Repost d'anniversaire : Jules Romains et la cuisine
"Je suis revenu plusieurs fois. Je me suis laissé retenir à dîner. Ah ! puisque je me confesse, je ne dois rien omettre. Avez-vous déjà mangé chez les Barbelenet ? Non ? eh bien ! Les dîners, dans la maison Barbelenet, sont très attachants, pleins de force, pleins d’une sombre poésie. Il arrive sur la table des nourritures qui ont l’air trop cuites, des sauces noirâtres, dont on se dit qu’on n’y touchera pas. La bonne qui les apporte n’inspire aucune confiance. Elle répond au type de la cireuse de parquets, de l’épousseteuse de meubles, pas du tout à celui de la cuisinière, dont elle n’a ni la rondeur luisante, ni les gestes composés.

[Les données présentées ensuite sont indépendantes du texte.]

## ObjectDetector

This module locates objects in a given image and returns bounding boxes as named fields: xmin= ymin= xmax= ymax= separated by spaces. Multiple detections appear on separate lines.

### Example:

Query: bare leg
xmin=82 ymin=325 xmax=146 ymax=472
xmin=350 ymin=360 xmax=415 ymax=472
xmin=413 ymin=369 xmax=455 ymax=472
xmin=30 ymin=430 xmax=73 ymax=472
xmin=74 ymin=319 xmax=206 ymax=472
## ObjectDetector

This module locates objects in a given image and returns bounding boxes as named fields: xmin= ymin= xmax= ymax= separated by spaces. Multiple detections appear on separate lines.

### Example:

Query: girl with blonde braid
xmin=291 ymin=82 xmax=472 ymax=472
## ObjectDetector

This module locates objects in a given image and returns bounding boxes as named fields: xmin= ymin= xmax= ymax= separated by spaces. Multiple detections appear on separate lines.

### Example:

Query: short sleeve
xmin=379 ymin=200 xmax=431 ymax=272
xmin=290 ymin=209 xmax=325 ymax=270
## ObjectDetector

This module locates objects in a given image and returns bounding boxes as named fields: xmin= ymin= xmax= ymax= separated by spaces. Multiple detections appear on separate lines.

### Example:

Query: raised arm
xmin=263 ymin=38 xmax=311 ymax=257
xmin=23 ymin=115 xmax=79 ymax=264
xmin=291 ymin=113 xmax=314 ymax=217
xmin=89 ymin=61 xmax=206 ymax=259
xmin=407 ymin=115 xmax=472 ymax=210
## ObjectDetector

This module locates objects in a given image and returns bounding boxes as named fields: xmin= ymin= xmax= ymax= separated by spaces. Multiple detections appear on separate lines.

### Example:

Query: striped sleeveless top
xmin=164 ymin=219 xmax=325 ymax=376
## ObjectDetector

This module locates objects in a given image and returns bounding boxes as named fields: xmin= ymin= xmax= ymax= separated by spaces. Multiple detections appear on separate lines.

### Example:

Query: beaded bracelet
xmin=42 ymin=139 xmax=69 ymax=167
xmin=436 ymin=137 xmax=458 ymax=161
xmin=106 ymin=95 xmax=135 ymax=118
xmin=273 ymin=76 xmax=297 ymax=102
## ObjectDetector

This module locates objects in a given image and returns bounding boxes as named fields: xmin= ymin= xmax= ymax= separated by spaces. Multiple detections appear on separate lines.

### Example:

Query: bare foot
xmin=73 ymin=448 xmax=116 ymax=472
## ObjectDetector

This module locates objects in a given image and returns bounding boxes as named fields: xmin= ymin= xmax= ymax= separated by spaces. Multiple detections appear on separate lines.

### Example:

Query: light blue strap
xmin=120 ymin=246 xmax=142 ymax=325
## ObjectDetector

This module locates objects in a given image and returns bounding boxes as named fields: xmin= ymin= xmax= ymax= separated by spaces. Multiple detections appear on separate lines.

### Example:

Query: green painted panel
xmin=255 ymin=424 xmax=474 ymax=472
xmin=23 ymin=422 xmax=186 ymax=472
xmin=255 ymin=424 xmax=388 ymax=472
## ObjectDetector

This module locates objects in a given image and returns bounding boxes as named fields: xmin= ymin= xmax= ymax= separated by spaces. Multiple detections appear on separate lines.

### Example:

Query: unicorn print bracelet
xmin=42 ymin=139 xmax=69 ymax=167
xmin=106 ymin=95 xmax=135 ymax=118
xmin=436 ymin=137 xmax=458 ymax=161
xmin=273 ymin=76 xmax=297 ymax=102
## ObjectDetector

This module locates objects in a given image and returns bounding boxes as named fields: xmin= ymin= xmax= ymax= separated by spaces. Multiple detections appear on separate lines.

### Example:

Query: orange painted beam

Oui, mais attendez. La première bouchée vous rend perplexe. On se demande si on n’est pas en train de prendre un plaisir pervers au massacre même de son goût. Le doute ne dure pas longtemps. Un seul verre de vin que vous verse le père Barbelenet le dissipe. Vous découvrez du coup que vous êtes au début d’un repas de premier ordre, et qu’il va falloir être attentif. Ce n’est pas de la cuisine raffinée, c’est mieux que cela : de la cuisine profonde. Vous ne voyez apparaître que les plats les plus communs : le gigot des familles, le poulet des familles. Mais vous vous dites à chaque fois : « Je n’avais pas encore mangé de gigot », ou « Je ne savais pas bien ce que peut être un poulet. »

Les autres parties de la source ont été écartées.